28. 12. 2023 Davide Sbetti Log-SIEM, Machine Learning

Semantic Search in Elasticsearch – Testing Our NetEye Guide: Adding the LLM ingredient

You weren’t expecting a part three of this series, right? Well honestly, me neither.

But after working together with you on the POC where we firstly crawled the NetEye Guide and applied ELSER to the resulting documents, and then we exploited its semantic search capabilities in the NetEye Guide search, we asked ourselves, what if we also try to add an LLM to the mix?
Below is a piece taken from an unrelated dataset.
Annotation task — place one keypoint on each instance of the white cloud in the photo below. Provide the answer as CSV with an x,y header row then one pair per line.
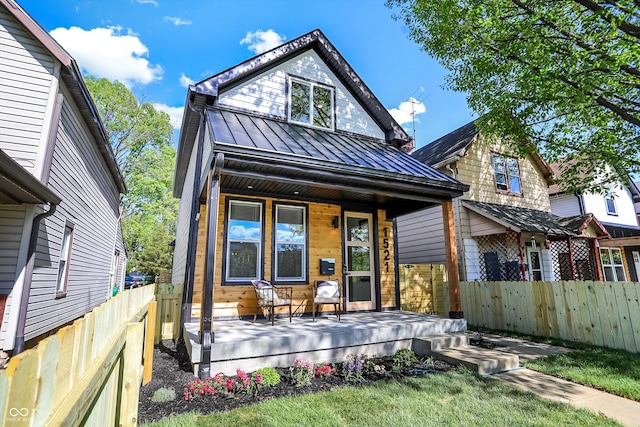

Ah yes, you are asking exactly how we would like to integrate it, right? Well, the idea is to use it to summarize the search results obtained out of the query, thus generating a one-shot answer.

Okay, which LLM?

Clearly, the first important decision is which model we would like to try to integrate in our revisited NetEye Guide search POC and… where it will run!

Honestly, the probably most efficient and effective solution (in terms of the end result) would have been to exploit OpenAI GPT models, and so also removing the second important question, since we would not have to think about how and where to run such a model.
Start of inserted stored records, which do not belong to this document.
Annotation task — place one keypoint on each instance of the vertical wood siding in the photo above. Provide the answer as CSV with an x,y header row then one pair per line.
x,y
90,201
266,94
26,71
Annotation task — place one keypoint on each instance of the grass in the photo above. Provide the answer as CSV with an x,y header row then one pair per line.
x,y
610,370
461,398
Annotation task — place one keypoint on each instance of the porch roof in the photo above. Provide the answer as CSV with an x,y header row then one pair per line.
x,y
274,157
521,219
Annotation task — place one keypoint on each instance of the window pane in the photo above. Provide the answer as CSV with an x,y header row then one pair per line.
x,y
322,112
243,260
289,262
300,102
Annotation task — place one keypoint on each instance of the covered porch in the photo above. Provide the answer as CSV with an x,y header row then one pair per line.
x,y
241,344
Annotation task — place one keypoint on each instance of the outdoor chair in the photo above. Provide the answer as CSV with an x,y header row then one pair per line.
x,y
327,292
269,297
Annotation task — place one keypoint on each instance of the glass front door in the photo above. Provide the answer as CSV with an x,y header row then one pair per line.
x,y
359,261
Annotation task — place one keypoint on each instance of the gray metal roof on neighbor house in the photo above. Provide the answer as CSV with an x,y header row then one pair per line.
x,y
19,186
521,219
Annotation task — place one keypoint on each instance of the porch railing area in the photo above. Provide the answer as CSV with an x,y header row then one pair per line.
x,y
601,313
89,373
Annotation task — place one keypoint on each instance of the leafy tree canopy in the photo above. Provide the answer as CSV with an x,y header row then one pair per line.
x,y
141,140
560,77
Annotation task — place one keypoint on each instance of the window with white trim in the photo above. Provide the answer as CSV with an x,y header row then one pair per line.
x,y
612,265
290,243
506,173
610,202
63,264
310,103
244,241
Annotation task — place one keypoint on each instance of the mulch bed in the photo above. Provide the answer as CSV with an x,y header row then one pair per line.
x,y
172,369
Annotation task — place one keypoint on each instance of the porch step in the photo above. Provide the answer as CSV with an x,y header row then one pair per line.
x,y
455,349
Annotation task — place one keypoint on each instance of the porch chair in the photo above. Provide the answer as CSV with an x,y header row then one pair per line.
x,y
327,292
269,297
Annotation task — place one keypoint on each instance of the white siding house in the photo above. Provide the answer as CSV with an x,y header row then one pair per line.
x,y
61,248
Unfortunately for you, for this POC we decided to go in the opposite direction and try to run a local instance of the LLAMA2 7B model. Why? Well, mainly for the following two reasons:

  1. We thought it could also have been fun to experiment running such a large model locally, on a quite standard consumer laptop. Would it be possible, and with which trade-offs?
  2. LLAMA2 models are publicly distributed and it’s possible to download the pre-trained weights by just requesting access through a simple form. And we love open-source and open science, so one point in favor!
A llama, but not the one we used

Step 1: Accessing the model (LLAMA2 7B)

As mentioned above, accessing LLAMA2 models is quite easy. As described in the official page on Hugging Face, it’s just necessary to fill in this form to obtain via email the signed URL necessary for downloading the model.

At this point, we can just clone the official repository from GitHub and run the download script, which can be found in the root directory of the project, as follows: ./download.sh.

When prompted, we can insert the signed URL that we received in the confirmation email and select the model we would like to download. In our case, for performance reasons, we decided to try the smallest one, namely the 7B (where “smallest” is in terms of the number of parameters of the model).

After confirming our selection, the download starts… Time to get a coffee then!

Step 2: Understand we actually have to do something to run it locally

Okay, once the download ends, we can see that in the folder that we cloned from GitHub there is now a subfolder containing the model we just downloaded, namely llama-2-7b.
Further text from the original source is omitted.